ここでは、特定の微小管修飾酵素を欠くか含む可能性のある哺乳類細胞から内因性チューブリンを抽出し、特定の修飾のために富んだ微小管を得るためのプロトコルについて説明します。次に、抽出した微小管を精製した微小管結合タンパク質で修飾して、クライオ電子顕微鏡用のグリッドを準備する方法について説明します。
微小管は細胞骨格の重要な部分であり、細胞内の組織化、細胞分裂、および遊走に関与しています。翻訳後修飾に応じて、微小管は様々な相互作用タンパク質と複合体を形成することができる。これらの微小管-タンパク質複合体は、しばしばヒトの疾患に関与しています。このような錯体の構造を理解することは、その作用機序の解明に有用であり、クライオ電子顕微鏡(クライオEM)で研究することができます。このような構造研究のための複合体を得るためには、特異的な翻訳後修飾を含む、または欠失する微小管を抽出することが重要である。ここでは、遺伝子組み換え哺乳類細胞から内因性チューブリンを抽出するための簡略化されたプロトコルについて述べ、微小管重合とそれに続く超遠心を用いた沈降を含む。抽出されたチューブリンは、目的の精製された微小管結合タンパク質に結合した微小管を有するクライオ電子顕微鏡グリッドを調製するために使用できます。一例として、3つの既知のチューブリン脱チロシン化酵素を欠くように操作された細胞株からの完全にチロシン化された微小管の抽出を実証します。次に、これらの微小管を使用して、クライオEMグリッド上で酵素的に不活性な微小管関連チューブリンデチロシナーゼとのタンパク質複合体を作成します。
微小管は細胞骨格の重要な部分です。それらは細胞の移動や分裂などのさまざまな機能に関与していますが、細胞内の組織化にも貢献しています。微小管は、さまざまな機能的運命に適応するために、さまざまな微小管関連タンパク質(MAP)や酵素などのタンパク質と相互作用し、これらを総称して「微小管相互作用タンパク質」と呼びます。これらのタンパク質の微小管結合は、一般に「チューブリンコード」と呼ばれるさまざまなチューブリン修飾によって導かれる可能性があります1。この好みの例は、p1503の有糸分裂セントロメア関連キネシン(MCAK)2およびダイニン-ダイナクチンCAP-Glyドメインであり、これらは好ましくはチロシン化チューブリンと会合し、一方、キネシンモーターセントロメア関連タンパク質E(CENP-E)4およびキネシン-25は、C末端チロシンを欠くチューブリンを好む。
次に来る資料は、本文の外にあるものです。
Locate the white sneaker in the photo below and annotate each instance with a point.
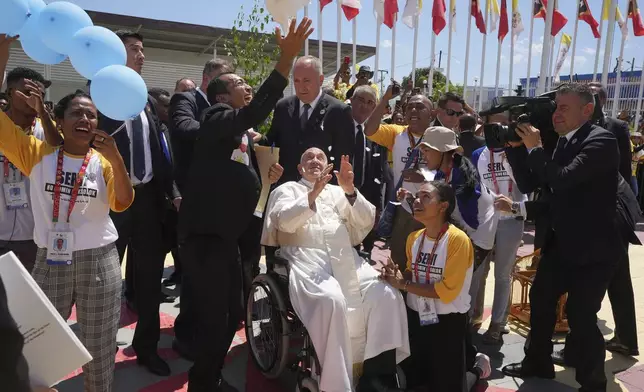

微小管-タンパク質相互作用の研究にはさまざまな方法を使用できますが、クライオ電子顕微鏡(クライオEM)は、原子に近い分解能でこれらの相互作用を研究するためによく使用されます6,7。近年、クライオEM構造により、ダイニン8,9,10やキネシン11などの大きなモータータンパク質、EB312,13やMCAK 14などの+TIPタンパク質、タウ15,16などの他のタンパク質、さらにはパクリタキセル、ペロルシド、ザンパノリドなどの小分子がどのようになっているかが明らかになりました17微小管と相互作用します。微小管−タンパク質相互作用を研究するために、微小管は典型的にはブタの脳から抽出される18。これに続いて、クライオEM微小管構造を含むほとんどのin vitro研究は、ブタ脳チューブリンを使用して実施されます。したがって、これらの研究の結果は、組織と細胞型の間のチューブリン修飾19の不均一な性質の重要性を曖昧にしています。これは、微小管に結合するために特定の修飾を必要とする、または好むタンパク質を調査するときに特定の問題を引き起こします。これは、微小管デチロシナーゼMATCAPの基質であるチロシン化チューブリンで説明できます。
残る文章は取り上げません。